Après les récits bouleversants et drôles consacrés à son père, ses deux fils handicapés et sa femme disparue, Jean-Louis Fournier poursuit son œuvre de greffier de la famille. Cette fois, c'est à Marie, sa fille unique, qu'il adresse une lettre coupante et déchirante, les mots d'un père désemparé qui a égaré sa fille. Un père en colère aussi, qui cherche à comprendre pourquoi, du jour où Marie, avant si charmante et drôle, est partie "rejoindre Jésus" avec celui qu'il nomme "Monseigneur", elle est devenue odieuse et grise. Pourquoi, surtout, depuis qu'elle vit auprès d'un "allumeur de réverbères qui n'éclaire pas", elle laisse son père dans le noir. Dans l'espoir de rétablir un jour le courant entre elle et lui, Jean-Louis Fournier cherche à démêler l'écheveau de leurs pudeurs et peurs respectives. Empêtré dans ses doutes, il offre les dernières pages à sa fille où il la laisse exposer sa vérité.

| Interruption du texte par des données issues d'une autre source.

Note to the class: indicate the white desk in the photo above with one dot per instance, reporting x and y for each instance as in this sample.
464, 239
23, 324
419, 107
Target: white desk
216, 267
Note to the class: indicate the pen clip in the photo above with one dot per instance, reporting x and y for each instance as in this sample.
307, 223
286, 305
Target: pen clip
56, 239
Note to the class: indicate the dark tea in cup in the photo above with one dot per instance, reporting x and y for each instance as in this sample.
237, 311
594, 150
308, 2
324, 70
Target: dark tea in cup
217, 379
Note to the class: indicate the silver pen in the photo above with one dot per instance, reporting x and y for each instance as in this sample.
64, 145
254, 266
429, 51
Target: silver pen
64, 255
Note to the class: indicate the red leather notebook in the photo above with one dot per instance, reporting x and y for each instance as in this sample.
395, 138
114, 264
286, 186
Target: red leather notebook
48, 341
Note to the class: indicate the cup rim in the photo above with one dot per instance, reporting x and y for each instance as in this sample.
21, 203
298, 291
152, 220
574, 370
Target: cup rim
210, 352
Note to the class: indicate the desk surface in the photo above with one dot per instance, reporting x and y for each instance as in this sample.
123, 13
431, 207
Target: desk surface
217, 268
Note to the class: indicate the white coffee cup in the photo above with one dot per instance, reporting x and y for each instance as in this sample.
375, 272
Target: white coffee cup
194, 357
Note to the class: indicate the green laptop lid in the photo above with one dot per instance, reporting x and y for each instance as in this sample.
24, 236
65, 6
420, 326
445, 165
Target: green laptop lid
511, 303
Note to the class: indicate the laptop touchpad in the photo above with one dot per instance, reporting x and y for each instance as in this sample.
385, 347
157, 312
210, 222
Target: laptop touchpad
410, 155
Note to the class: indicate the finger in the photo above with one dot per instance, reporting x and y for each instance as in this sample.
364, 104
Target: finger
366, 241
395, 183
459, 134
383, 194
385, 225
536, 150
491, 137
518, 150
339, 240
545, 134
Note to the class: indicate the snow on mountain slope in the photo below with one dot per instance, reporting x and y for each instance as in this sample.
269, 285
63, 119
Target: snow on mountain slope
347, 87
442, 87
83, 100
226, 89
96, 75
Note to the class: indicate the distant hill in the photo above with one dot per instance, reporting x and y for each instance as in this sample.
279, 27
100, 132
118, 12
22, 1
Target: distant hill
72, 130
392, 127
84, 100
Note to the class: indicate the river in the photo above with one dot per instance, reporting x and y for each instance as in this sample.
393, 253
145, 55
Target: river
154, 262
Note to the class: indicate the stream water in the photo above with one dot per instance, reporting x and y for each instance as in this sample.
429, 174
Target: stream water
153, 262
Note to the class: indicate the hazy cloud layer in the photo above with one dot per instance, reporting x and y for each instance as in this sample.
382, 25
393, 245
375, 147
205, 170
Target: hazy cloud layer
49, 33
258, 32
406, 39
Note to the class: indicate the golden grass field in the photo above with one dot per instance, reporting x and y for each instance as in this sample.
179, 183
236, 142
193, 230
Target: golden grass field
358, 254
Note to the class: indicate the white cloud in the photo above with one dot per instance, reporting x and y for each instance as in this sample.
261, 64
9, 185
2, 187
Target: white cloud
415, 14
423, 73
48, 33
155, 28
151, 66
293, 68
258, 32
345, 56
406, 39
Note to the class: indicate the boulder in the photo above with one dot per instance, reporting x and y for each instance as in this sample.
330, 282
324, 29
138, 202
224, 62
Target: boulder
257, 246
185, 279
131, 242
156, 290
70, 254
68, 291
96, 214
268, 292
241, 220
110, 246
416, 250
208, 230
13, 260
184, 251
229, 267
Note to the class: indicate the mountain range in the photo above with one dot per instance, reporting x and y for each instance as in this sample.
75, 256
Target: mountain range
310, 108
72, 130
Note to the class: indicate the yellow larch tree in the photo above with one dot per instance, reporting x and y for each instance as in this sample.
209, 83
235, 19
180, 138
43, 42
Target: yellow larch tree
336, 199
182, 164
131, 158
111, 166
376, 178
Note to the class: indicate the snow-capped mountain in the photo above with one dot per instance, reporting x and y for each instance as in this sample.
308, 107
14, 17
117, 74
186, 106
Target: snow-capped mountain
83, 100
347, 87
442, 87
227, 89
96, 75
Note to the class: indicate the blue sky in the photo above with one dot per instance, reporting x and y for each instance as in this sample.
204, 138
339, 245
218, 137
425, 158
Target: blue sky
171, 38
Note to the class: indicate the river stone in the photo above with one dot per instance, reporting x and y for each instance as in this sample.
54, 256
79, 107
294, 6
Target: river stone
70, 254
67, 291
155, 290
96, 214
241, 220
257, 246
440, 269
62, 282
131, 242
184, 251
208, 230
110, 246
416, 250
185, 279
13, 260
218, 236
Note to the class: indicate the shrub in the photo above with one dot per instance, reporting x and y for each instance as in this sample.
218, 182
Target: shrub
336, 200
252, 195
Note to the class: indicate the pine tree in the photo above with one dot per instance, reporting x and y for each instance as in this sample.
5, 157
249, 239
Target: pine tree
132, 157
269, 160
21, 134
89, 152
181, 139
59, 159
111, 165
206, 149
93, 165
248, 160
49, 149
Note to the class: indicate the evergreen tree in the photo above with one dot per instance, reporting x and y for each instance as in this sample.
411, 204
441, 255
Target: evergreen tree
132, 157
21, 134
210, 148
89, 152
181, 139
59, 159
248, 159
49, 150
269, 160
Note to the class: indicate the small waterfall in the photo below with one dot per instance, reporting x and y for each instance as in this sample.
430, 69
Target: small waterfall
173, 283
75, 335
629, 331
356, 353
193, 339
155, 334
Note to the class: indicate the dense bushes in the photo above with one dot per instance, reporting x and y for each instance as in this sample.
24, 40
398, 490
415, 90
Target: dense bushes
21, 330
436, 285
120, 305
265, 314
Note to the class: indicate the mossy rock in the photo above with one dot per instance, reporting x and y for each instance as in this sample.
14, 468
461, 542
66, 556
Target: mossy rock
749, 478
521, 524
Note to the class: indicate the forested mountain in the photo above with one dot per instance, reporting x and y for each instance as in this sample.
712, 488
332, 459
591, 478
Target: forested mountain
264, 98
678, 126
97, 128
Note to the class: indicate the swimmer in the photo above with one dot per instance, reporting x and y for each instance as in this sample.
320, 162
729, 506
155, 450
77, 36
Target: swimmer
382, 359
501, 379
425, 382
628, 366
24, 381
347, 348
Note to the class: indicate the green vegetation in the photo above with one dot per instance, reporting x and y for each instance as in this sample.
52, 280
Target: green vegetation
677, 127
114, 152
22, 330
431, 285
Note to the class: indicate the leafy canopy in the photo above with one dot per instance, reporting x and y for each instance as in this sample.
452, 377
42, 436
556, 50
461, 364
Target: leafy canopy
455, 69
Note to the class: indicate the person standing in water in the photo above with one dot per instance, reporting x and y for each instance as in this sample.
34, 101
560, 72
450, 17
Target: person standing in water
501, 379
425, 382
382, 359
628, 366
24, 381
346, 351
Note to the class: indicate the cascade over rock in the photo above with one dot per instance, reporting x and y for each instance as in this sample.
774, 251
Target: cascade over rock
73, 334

Extrait: Ma fille était belle, ma fille était intelligente, ma fille était drôle… Mais elle a rencontré Monseigneur. Il a des bottines qui brillent et des oreilles pointues comme Belzébuth. Il lui a fait rencontrer Jésus. Depuis, ma fille n’est plus la même. Elle veut être sainte. Rose comme un bonbon, bleue comme le ciel. J.-L. F.
Bof bof bof... Autant j'ai été touchée et émue par "Veuf", autant je ne comprends pas celui-ci. Pourquoi? Pourquoi avoir écrit ce livre et surtout pourquoi l'avoir publié? Au final mon passage préféré a été la réponse de sa fille. C'est certainement la partie la plus intéressante du livre. Tellement de tristesse et d'incompréhensions dans ce récit... Par contre c'est toujours très bien écrit.
Ce livre est probablement bien intentionné, mais au final, c’est malencontreux. Il me semble que le père est plein de préjugés; c’est peut-être la raison pour laquelle sa fille s’est révoltée contre lui en premier lieu. Et combien de fois est-ce que cet homme peut dire que sa fille n’a plus d’humour? Eh bien, il le dit à tout bout de champ: c’est vraiment agaçant.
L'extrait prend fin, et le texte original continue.